Over the last year, Smart Politics documented the rise of single-party state congressional delegations, how major parties currently have record U.S. Senate winning streaks in two-dozen states, how two-thirds of states have governors and U.S. Senators from the same political party, how the 117th Congress has the fewest split U.S. Senate delegations in history, how one party controls every elected executive office in all but 14 states, and how major parties have record gubernatorial winning streaks in 18 states.

Last week, two-term Oklahoma Superintendent of Public Instruction Joy Hofmeister (pictured) switched her party affiliation from Republican to Democrat and announced her candidacy for governor in a bid to unseat likely GOP nominee Governor Kevin Stitt.

While Hofmeister might be the strongest viable Democratic candidate for the state’s top elected office, Oklahoma is home to one of the largest Republican winning streaks to statewide office in the country.

The GOP has won every statewide election in Oklahoma since 2008 – a string of 38 consecutive wins in races for president, U.S. Senator, governor, lieutenant governor, attorney general, auditor & inspector, treasurer, superintendent of public instruction, labor commissioner, tax commissioner, and corporation commissioner.

It was just 15 years ago when Oklahoma Democrats claimed eight of the nine statewide offices on the ballot during the 2006 cycle – electing Brad Henry for governor, Jari Askins for lieutenant governor, Jeff McMahan for auditor and inspector, Drew Edmondson for attorney general, Scott Meacham for treasurer, Sandy Garrett for superintendent of public instruction, Lloyd Fields for commissioner of labor, and Kim Holland for insurance commissioner. [The party only lost the lone corporation commissioner seat on the ballot that November].
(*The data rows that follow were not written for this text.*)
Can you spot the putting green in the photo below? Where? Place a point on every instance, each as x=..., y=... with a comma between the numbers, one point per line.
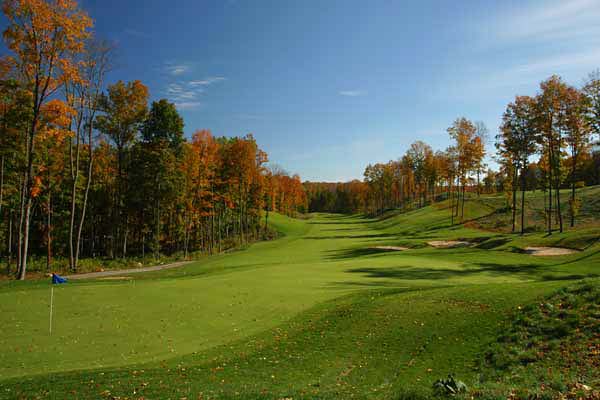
x=165, y=314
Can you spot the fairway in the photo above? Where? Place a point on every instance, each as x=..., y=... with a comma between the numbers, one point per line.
x=230, y=298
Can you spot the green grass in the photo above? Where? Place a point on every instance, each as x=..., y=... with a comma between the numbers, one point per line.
x=316, y=313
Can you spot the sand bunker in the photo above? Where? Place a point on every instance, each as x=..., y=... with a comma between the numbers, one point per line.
x=448, y=244
x=549, y=251
x=390, y=248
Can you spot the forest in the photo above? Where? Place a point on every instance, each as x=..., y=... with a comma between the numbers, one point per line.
x=545, y=142
x=93, y=169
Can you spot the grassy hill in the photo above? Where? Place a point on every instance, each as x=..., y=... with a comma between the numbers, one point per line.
x=322, y=312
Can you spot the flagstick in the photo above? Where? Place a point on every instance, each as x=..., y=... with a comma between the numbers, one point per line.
x=51, y=304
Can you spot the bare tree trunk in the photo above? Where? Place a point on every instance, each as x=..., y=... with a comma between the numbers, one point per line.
x=451, y=194
x=74, y=180
x=48, y=233
x=573, y=179
x=85, y=196
x=1, y=182
x=523, y=201
x=9, y=247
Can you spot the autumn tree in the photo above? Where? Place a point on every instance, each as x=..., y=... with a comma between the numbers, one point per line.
x=577, y=136
x=83, y=96
x=124, y=110
x=43, y=37
x=516, y=143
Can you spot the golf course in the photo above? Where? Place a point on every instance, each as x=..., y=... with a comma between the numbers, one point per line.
x=338, y=306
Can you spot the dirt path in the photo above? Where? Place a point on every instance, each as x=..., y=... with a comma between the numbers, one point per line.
x=91, y=275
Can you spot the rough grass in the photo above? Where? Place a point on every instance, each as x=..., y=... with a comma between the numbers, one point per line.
x=318, y=313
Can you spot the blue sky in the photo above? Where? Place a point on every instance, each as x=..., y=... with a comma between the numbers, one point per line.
x=329, y=86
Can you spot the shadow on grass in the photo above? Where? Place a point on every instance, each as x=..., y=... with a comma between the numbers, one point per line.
x=522, y=271
x=368, y=236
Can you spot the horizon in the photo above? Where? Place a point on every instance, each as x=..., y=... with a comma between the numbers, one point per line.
x=319, y=85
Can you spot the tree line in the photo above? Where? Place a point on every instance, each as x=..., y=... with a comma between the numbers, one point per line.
x=544, y=142
x=89, y=172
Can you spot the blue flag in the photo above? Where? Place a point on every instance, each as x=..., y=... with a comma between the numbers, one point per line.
x=57, y=279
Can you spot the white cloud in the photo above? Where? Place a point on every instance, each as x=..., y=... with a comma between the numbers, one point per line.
x=186, y=94
x=207, y=81
x=553, y=20
x=136, y=33
x=187, y=105
x=351, y=93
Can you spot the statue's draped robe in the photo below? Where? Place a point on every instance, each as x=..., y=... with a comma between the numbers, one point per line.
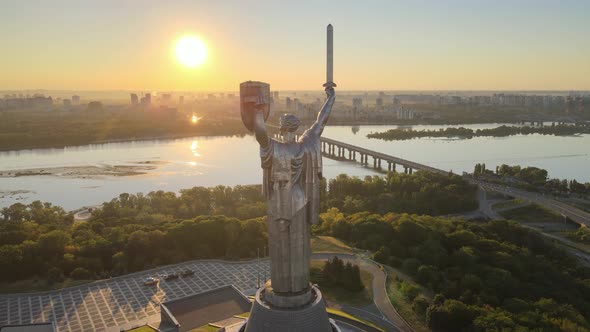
x=291, y=184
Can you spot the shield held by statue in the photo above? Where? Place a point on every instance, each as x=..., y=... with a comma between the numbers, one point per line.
x=254, y=95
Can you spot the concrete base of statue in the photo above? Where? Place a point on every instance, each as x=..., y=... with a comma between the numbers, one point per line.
x=296, y=313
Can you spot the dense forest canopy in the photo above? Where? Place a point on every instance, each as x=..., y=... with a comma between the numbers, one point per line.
x=135, y=232
x=492, y=276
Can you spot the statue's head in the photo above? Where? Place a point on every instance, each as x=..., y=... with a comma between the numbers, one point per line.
x=288, y=125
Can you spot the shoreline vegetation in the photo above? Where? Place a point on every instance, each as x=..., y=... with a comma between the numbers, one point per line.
x=399, y=134
x=44, y=243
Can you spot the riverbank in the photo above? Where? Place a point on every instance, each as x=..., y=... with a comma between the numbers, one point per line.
x=467, y=133
x=86, y=172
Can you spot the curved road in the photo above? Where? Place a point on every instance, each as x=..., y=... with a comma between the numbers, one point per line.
x=379, y=288
x=575, y=214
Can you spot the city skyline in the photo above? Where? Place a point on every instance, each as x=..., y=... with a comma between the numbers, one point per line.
x=425, y=46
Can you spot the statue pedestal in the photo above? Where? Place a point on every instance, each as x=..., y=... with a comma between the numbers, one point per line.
x=300, y=313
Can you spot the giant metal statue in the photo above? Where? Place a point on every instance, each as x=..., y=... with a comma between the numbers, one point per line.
x=292, y=172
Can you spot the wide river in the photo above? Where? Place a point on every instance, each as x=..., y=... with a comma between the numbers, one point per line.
x=210, y=161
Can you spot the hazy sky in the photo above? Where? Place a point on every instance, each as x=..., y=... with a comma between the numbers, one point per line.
x=389, y=45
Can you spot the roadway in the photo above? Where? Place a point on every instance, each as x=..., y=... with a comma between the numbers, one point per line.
x=380, y=297
x=575, y=214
But Democrats haven’t won a statewide election ever since, and have only come within single digits of Republican nominees in two of these subsequent 38 losses:

  • Corporation Commissioner, 2008: Appointed Democratic Commissioner Jim Roth lost by 4.5 points in a special election to Dana Murphy
  • Insurance Commissioner, 2010: Democratic incumbent Kim Holland lost by 9.0 points to insurance company executive John Doak

The 38-election winning streak by Republicans in Oklahoma is tied for the party’s fifth largest active streak in the nation.

Texas Republicans lead the way by a wide margin, having won 114 consecutive statewide elections since 1996 across 10 offices, including each of the last 47 contests for the state Supreme Court. [Note: Most states host non-partisan statewide judicial elections and/or judicial retention elections].

Two-term Supreme Court Justice Raul Gonzalez was the last Democrat to win a statewide race in Texas, when he defeated Libertarian nominee John Hawley by 62.6 points in 1994.

No state is even close to half the total of consecutive wins the GOP has recorded in Texas. Utah is next at 40 straight victories since 1998, Idaho has 39 in a row since 2004, and South Dakota is tied with Oklahoma at 38 in a row since 2010.

The last Democratic win in Utah was notched by Attorney General Jan Graham in 1996 – winning a second term by 6.4 points in a rematch against GOP attorney Scott Burns.

The most recent win by Idaho Democrats was Marilyn Howard’s victory in 2002 for a second term as Superintendent of Public Instruction by 6.8 points against Nampa School Board member Tom Luna. The party came close to winning back the seat twice since then, coming up 1.3 points shy in 2014 and 2.9 points short in 2018.

Smart Politics has previously documented the decline of South Dakota Democrats, where the party last won a statewide race in 2008 when U.S. Senator Tim Johnson cruised to a third term.

Republicans in Wyoming (32 in a row since 2008), South Carolina (31 since 2008), Alabama (29 since 2018), Nebraska (24 since 2008), and Arkansas (20 since 2012) have each also recorded notable winning streaks.

It should be noted that while North Dakota Republicans have technically only won nine elections in a row since 2020, practically that number is actually 30 in a row since 2014.

The last Democrat to win a statewide race was Heidi Heitkamp in her 2012 U.S Senate victory.

The GOP then won every contest in 2014 and 2016. However, in April 2018, seven-term Secretary of State Al Jaeger lost the Republican endorsement to businessman Will Gardner.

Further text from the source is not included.